Last episode I compared late 19th Century cultural hipsters with early 21st Century urban cultural revivalists. Did modern natural-fiber clad, skin-inked and perforated young people study up on William Morris’ Arts & Crafts movement and visit museums to absorb the Pre-Raphaelites? Some perhaps, not all. And the same can be said for what is carried onward from punks, hip-hop kids, hippies, beatniks, and so on. I’m too old, and too little a sociologist to answer this definitively.
I can say that when I tried to discover what kind of music I wanted to make in the 1970s I copied imperfectly many musicians from the previous decades as well as my contemporaries working down the river in New York City. And those NYC contemporaries? They too were looking backward to move forward. What had been overlooked? What had gone out of fashion for no good reason? What had been uncompleted? So, in listening to them, I was listening to their understanding and misunderstandings of the past too.
One of our principles with the Parlando Project is “Other People’s Stories.” Part of the above is “my story”—but my musical story is really made up of other people’s stories.

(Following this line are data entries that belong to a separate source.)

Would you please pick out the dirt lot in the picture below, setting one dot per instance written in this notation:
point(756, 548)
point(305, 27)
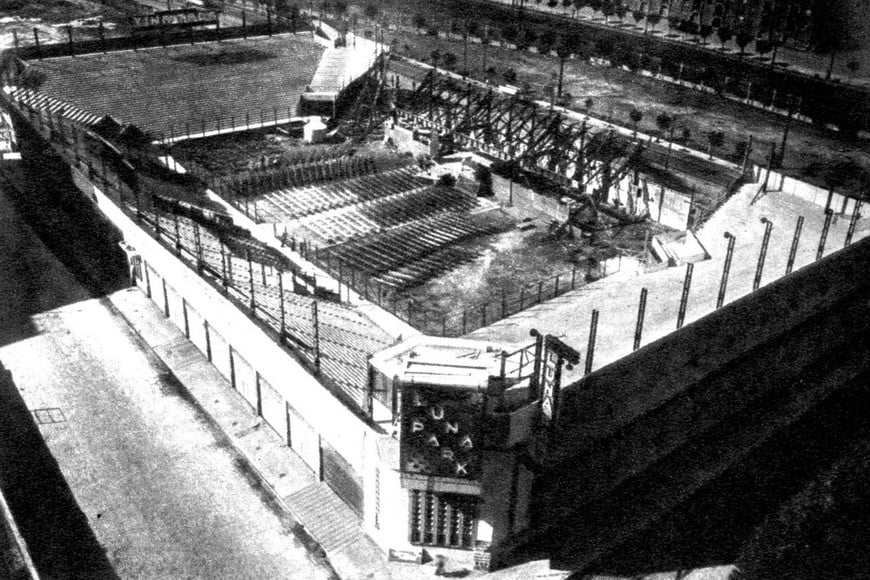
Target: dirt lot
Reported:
point(811, 152)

Tracing the path of influence is often hard to do. Today’s episode “Up-Hill” is an example. The words were written by Christina Rossetti, that sister of the Pre-Raphaelite Brotherhood. Obviously, she’s familiar with the Pre-Raphaelites and their circle—but she’s also deeply interested in a Christian religious revival, and that too gets reflected in “Up-Hill.” Would she have known Anna Coghill’s poem that was set as the hymn “Work for the Night is Coming?” That’s unknown to me, but “Up-Hill” and “Work for the Night is Coming” are both poems understood in context as being Christian devotional, while containing not a single specific utterance about a deity, salvation, or an afterlife. With revivals, context changes things.
And here’s another way that influence is hard to trace: it becomes unconscious. As I was writing the music for “Up-Hill” I was mostly interested in varying my customary harmonic cadences while keeping it to just two or three chords, a short number that often works best for performance with the LYL Band. And “Up-Hill” is, after all, a work of beautiful simplicity, saying something profound without pretentious elaboration. I settled on a simple I V IV I progression, and tried it with the band last month, but my vocal wasn’t working. Trying again this month, the unconscious struck.
I didn’t realize until I was working out the rhythm track that I was falling into a Velvet Underground groove, like the one they used in “I’m Waiting for my Man,” a tune that is also understood as devotional in context—though to drugs, not a deity. Both songs feature a journey to a destination (up-hill or up-town), both engage in conversation along the way. Was this subconscious choice a sly comment on Christina’s brother Dante Rossetti’s addictions? A comparison of recovery to salvation, or of addiction to salvation? No, the groove was just working, and it helped me get a better vocal down. If I understood anything about what I was choosing while doing, it was that I was linking sub-cultures and following the near invisible web connecting Other People’s Stories.